K
kallstun
Guest
Please pray for me. My name is ###. I am ### years old. I have big problems with Jealousy (a very bad case) and not trusting my fiance. I am unsure where the problem lies. The jealousy seems to control my life, other girls looking better than me, in public and on t.v. My jealousy is embarrassing. I always think my fiance is staring at other girls in a sexual way, I have always thought my boyfriends did that. I want to escape these feelings, this torment so bad. But I don't know how. I have tried for years.
Jealousy ruined a previous marriage. It is so bad that I don't want my fiance to go anywhere there are pretty girls without me, it is so bad that I want to not go in public with him because I don't want to see him look at other women.
I know he is not like that, yet the jealousy takes over. The jealousy affects all my decisions, I won't even go bowling or go to the movies with him because I am afraid to see other women who I think have great qualities and want them. It goes even deeper than that, Jealousy is violent. I can't deal with it. The only arguments me and my fiance have is over JEALOUSY! It is uncomfortable. It is bad. It is killing me! It is destroying my fiance..God help! I have been through a lot in my life. I come from a non-Christian home.
I am a born again believer yet still have doubts. I really need a lot of prayer. I want to trust and believe God 100% that if the word says it, then it is true! I want to believe that God's promises are for me. It's like I can't make myself believe anything. And I always forget God's love for me. I always forget all the good things he does for me. I am a mess. I am unhappy, not thankful as I want to be, not as loving as I want to be, not as caring as I want to be, not as obedient as I want to be. I live in shame and guilt and pity because of my imperfections and falling short of what a Christian is supposed to be. I live in guilt and condemnation about my past. I believe everything everyone says about me and question myself. I seem to have lost all my identity and seem to not realize the loving person that I am on the inside. I am confused a lot about what is going on around me. I am confused about what is the truth about things. I am confused and stressed about why is there all these bad things happening to me and why is there so much evil in this world. I wish to see the hand behind all the blessings in my life so that I know that it is him and that I can thank him personally. I pray all the time. I read my Bible. I read books about God. Yet, I am still not at peace. I don't have much joy. I think about my problems a lot. I really want out of this thinking mess that I am in and I cannot do it myself. I need to surrender my all to God and let him take complete control I guess. I need lots of prayer because I don't know what to do. I don't know where I am in my relationship with God. I need to believe God loves me. I need to believe my fiance loves me. I need to trust God. I need to trust my fiance. My whole life is a mess. I really need God to overtake me, pour his love on me and take me over! I can't take this anymore. This is not living! This is not loving!! I need everything God has to offer!
Jealousy ruined a previous marriage. It is so bad that I don't want my fiance to go anywhere there are pretty girls without me, it is so bad that I want to not go in public with him because I don't want to see him look at other women.
I know he is not like that, yet the jealousy takes over. The jealousy affects all my decisions, I won't even go bowling or go to the movies with him because I am afraid to see other women who I think have great qualities and want them. It goes even deeper than that, Jealousy is violent. I can't deal with it. The only arguments me and my fiance have is over JEALOUSY! It is uncomfortable. It is bad. It is killing me! It is destroying my fiance..God help! I have been through a lot in my life. I come from a non-Christian home.
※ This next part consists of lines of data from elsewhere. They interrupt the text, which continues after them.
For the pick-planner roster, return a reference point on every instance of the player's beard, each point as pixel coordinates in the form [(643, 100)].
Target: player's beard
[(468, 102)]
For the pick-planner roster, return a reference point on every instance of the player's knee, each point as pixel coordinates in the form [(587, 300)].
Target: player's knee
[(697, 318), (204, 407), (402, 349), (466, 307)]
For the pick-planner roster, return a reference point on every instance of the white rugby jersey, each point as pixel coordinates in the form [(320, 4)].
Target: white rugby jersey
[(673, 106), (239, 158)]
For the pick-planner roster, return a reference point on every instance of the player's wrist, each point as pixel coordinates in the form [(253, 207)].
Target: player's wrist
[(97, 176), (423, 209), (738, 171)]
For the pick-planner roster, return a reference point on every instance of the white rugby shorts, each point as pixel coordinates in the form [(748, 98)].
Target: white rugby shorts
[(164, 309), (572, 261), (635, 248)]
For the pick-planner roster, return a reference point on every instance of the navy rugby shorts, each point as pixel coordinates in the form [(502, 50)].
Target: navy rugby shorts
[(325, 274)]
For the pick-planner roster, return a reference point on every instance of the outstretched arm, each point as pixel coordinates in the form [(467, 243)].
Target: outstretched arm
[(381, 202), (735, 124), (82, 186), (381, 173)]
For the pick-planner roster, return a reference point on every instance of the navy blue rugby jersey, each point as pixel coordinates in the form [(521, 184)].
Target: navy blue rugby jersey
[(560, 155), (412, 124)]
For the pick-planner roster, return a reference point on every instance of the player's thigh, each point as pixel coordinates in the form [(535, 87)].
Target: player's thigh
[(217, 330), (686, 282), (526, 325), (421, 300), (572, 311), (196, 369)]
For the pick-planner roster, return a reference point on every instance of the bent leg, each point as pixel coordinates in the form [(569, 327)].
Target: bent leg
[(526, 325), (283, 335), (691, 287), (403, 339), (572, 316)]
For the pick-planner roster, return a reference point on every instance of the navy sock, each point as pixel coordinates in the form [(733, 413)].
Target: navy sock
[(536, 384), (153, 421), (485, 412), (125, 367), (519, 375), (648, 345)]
I am a born again believer yet still have doubts. I really need a lot of prayer. I want to trust and believe God 100% that if the word says it, then it is true! I want to believe that God's promises are for me. It's like I can't make myself believe anything. And I always forget God's love for me. I always forget all the good things he does for me. I am a mess. I am unhappy, not thankful as I want to be, not as loving as I want to be, not as caring as I want to be, not as obedient as I want to be. I live in shame and guilt and pity because of my imperfections and falling short of what a Christian is supposed to be. I live in guilt and condemnation about my past. I believe everything everyone says about me and question myself. I seem to have lost all my identity and seem to not realize the loving person that I am on the inside. I am confused a lot about what is going on around me. I am confused about what is the truth about things. I am confused and stressed about why is there all these bad things happening to me and why is there so much evil in this world. I wish to see the hand behind all the blessings in my life so that I know that it is him and that I can thank him personally. I pray all the time. I read my Bible. I read books about God. Yet, I am still not at peace. I don't have much joy. I think about my problems a lot. I really want out of this thinking mess that I am in and I cannot do it myself. I need to surrender my all to God and let him take complete control I guess. I need lots of prayer because I don't know what to do. I don't know where I am in my relationship with God. I need to believe God loves me. I need to believe my fiance loves me. I need to trust God. I need to trust my fiance. My whole life is a mess. I really need God to overtake me, pour his love on me and take me over! I can't take this anymore. This is not living! This is not loving!! I need everything God has to offer!